I think that it was in the “shut up and multiply” page on the wiki that says that a whole human life is simply too significant in proximity to a certain fear, or a problem of unknown complexity. Or rather the opposite, fears and problems and other demotivating things that actively delay or even stunt growth are simply too insignificant in front of a whole human life (and that could be your life as well!) that stopping at those should simply not be an option, and is a negative consequence option no matter the situation.
Now, can you tell me why us, the people that actively try to improve our surroundings, the people that care about our environment, the people who are consistently shunned despite our unmistakable, undeniable, and unbelievable effort we put in, are putting in, and will put in, deserve to be completely, unforgivingly, and absolutely pushed aside, once again? Other that being just another plus one to the statistical curve; and secondly, why the implications that people pick up a few books, read a few articles here and there, and perhaps, more bottom line than those previous suggestions, learn some helpfulness, shut up and multiply, and grow up from their baby duck syndrome is such an horrendous thought, and worse, very seldom a suggestion?
And as for a good closing paragraph, I’d like to say that it’s my belief that as an adult, you are responsible and indeed must work to self-improve yourself, and in extent, to anything and everyone around you. (Anyone here playing cops and robbers need not apply) I had some more to add but it slipped from my mind. Now, can I please have some answers?
(HAPPY WATCHLIST FOR ME)
If you are trying to trying to make the world a better place and find yourself pushed aside, shunned, bounced off, etc. you are doing it wrong. Stop blaming the people in the world for your inability to change them.
People can be stupid and stubborn. There are two ways around the problem. You can either convince them to stop being stupid and stubborn, in which case you are a salesperson. Or you can develop a solution that works around the problem, in which case you are an engineer. If you do neither and instead complain about how stubborn and stupid people are, then you are a whiner.
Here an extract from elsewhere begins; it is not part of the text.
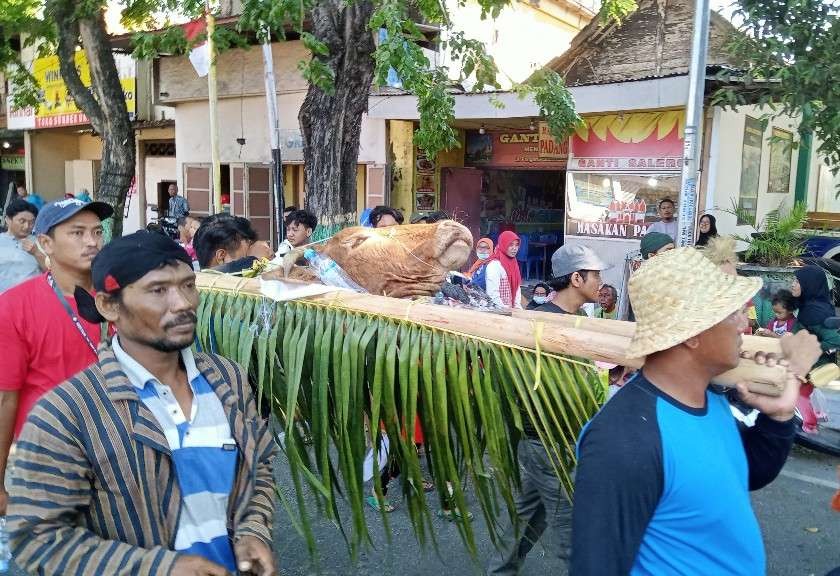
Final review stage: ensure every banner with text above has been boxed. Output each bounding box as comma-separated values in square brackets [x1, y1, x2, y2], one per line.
[569, 110, 685, 172]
With this issue, the constraint is simple: people use GUIs, not CLIs. Doesn’t matter which one is better. It matters which one people use. If you are taking the sales approach to the problem, you can try to convince people to use a CLI insetad of a GUI. If you are taking the engineering approach to the problem, you can try to build a better GUI. If you are taking the whiner’s approach to the problem, you can tell people who build GUIs that CLIs are better.